Ирина, как женщина ещё молодая, тридцати восьми лет, во всех отношениях интересная, пользовалась успехом у сослуживцев, многие из которых, будучи разведенными, поглядывали на неё как на лакомый кусочек, останавливал их только министерский муж. Но по истечении некоторого времени Ирина, понимая, чем вызвана их нерешительность, начала сама раздавать авансы направо и налево. Последовала нескончаемая череда любовников.
Дмитрий чувствовал измены жены, его это тяготило. В один прекрасный момент, поздно вечером, когда жена пришла из очередного ресторана, не утруждая себя объяснениями, он высказался:
– Ну, ладно, тебе наплевать на меня! А дочь?! Ты совсем не уделяешь ей внимания. Она уже большая и всё понимает.
Ирина сняла шубу, повесила на вешалку, с трудом стянула итальянские сапоги на шпильках, взглянула на мужа подвыпившим взглядом и отрезала:
– Твоя мама на что? Вот пусть и занимается ребёнком. А мне некогда, я жить хочу в своё удовольствие. Мне скоро сорок, а я ещё и не жила.
– Как не жила? А что же ты делала? – У Дмитрия аж глаза округлились от удивления.
– Из нищеты выбиралась, будь она проклята! Слушай, я тебя не трогаю, делай что хочешь! Ну и меня оставь в покое! Не устраивает, давай разведёмся, правда карьера твоя пострадает. Лучше, пусть всё будет как есть.

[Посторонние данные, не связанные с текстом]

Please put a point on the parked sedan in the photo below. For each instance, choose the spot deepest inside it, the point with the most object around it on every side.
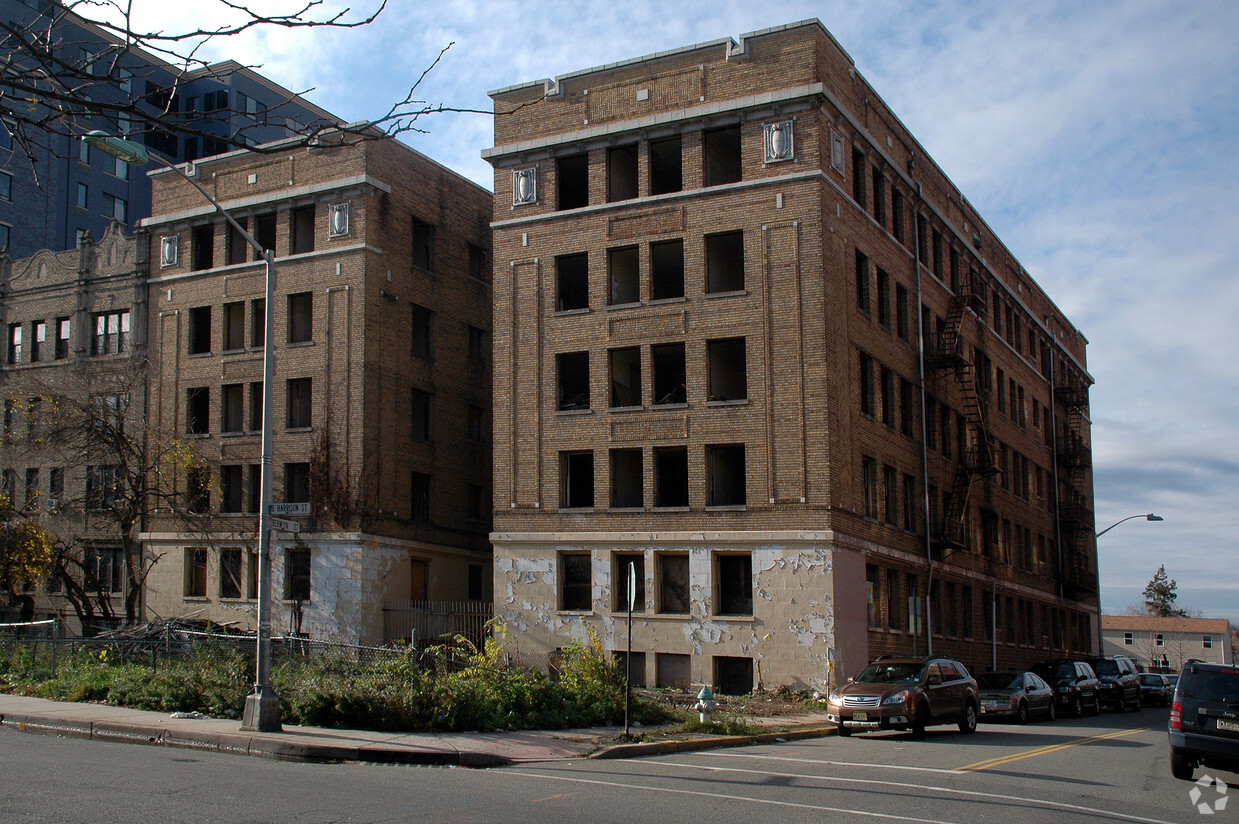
(1016, 695)
(1156, 689)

Дмитрий схватился за сердце.
– Мама, накапай мне сердечных капель!
Лидия Петровна, всегда любившая Ирину, не могла понять, что же случилось с невесткой в последнее время, быстро накапала сорок капель лекарства в стаканчик и принесла сыну. Ирина фыркнула и закрылась в своей комнате. В последнее время она даже с мужем перестала ездить на служебной машине, предпочитая добираться до работы на метро.
Первое время Дмитрий наблюдал в кристалле за похождениями жены, затем ему это занятие порядком надоело. Ухажёры были все на один манер – разведенцы, с захломлёной холостяцкой квартирой и скромными финансовыми возможностями. Дмитрий понимал, что ни кому из них жена не уйдёт, привыкла она жить по-другому, в сытости и достатке, с постоянными обновами и продуктовыми деликатесами из спецмагазина. Но в последнее время, она совершенно изменилась, создавалось впечатление, что у неё новый мужчина, и с ним всё гораздо серьёзней, чем с остальными. Если раньше Ирина пыталась соблюдать меры приличия, то теперь все формальности ей были безразличны, она откровенно шла на конфликт.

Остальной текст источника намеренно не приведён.